Bamidbar: ‘Numbers’ Isn’t Our Translation
Parshat Bamidbar begins with a count. Tribe by tribe, family by family, the Torah constructs a census of remarkable precision. Yet Chazal simultaneously express discomfort with counting Jews directly, associating it with plague, vulnerability, and a kind of spiritual reductionism. The Torah counts, but it never confuses counting with control. Numbers matter, but one does not “count” morals.
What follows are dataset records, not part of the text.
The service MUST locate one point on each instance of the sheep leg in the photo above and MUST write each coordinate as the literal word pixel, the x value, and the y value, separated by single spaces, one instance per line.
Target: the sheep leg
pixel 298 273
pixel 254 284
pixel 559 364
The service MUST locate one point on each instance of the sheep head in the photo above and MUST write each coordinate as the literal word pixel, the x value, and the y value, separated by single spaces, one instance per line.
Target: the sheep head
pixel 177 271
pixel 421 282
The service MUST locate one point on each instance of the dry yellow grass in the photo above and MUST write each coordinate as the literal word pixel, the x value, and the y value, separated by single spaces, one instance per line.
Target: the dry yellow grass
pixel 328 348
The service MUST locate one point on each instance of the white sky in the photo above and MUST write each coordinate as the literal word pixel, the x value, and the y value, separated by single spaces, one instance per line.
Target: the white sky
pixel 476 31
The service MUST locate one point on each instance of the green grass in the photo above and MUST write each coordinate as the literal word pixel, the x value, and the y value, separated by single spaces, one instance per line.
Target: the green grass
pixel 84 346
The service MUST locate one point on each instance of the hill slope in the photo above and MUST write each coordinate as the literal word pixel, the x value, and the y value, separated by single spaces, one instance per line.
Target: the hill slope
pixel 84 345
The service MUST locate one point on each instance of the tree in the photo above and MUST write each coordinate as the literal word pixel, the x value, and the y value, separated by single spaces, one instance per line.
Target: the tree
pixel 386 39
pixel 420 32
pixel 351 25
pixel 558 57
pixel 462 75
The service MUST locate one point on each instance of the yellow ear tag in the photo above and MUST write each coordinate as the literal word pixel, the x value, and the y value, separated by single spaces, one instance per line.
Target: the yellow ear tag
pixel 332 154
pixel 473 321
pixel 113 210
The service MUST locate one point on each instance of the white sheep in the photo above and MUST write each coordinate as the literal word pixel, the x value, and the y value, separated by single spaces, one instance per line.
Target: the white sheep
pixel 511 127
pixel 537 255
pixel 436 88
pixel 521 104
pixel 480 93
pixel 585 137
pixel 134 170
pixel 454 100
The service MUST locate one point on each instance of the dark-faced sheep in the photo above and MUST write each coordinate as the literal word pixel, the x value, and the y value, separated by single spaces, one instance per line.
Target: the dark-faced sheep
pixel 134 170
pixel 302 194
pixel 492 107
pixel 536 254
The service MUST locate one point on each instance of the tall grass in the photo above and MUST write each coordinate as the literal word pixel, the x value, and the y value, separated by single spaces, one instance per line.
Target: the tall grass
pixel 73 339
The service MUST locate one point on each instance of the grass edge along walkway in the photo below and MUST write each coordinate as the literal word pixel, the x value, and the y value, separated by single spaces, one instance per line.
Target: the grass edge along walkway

A viral thought experiment circulating online presents humanity with a choice: press a blue button, and if more than half the world also presses blue, everyone survives. Press red, and if fewer than half choose blue, only the red-pressers survive. The framing is intentionally stark. Blue represents altruism; red represents selfishness. The moral conclusion is meant to feel obvious. In fact, not only is the setup less philosophically serious than it first appears, it ultimately lies somewhere between psychological gaslighting and blackmail, with little if any intellectual salience.
At first glance, the discussion seems to concern the participants: who is noble enough to risk themselves for humanity? Yet the more fundamental moral – or, not to put too fine a point on it, in this case, immoral – actor is the designer of the scenario itself, who has imposed an artificial, coercive system onto the world and then framed compliance with that system as virtue. The morality........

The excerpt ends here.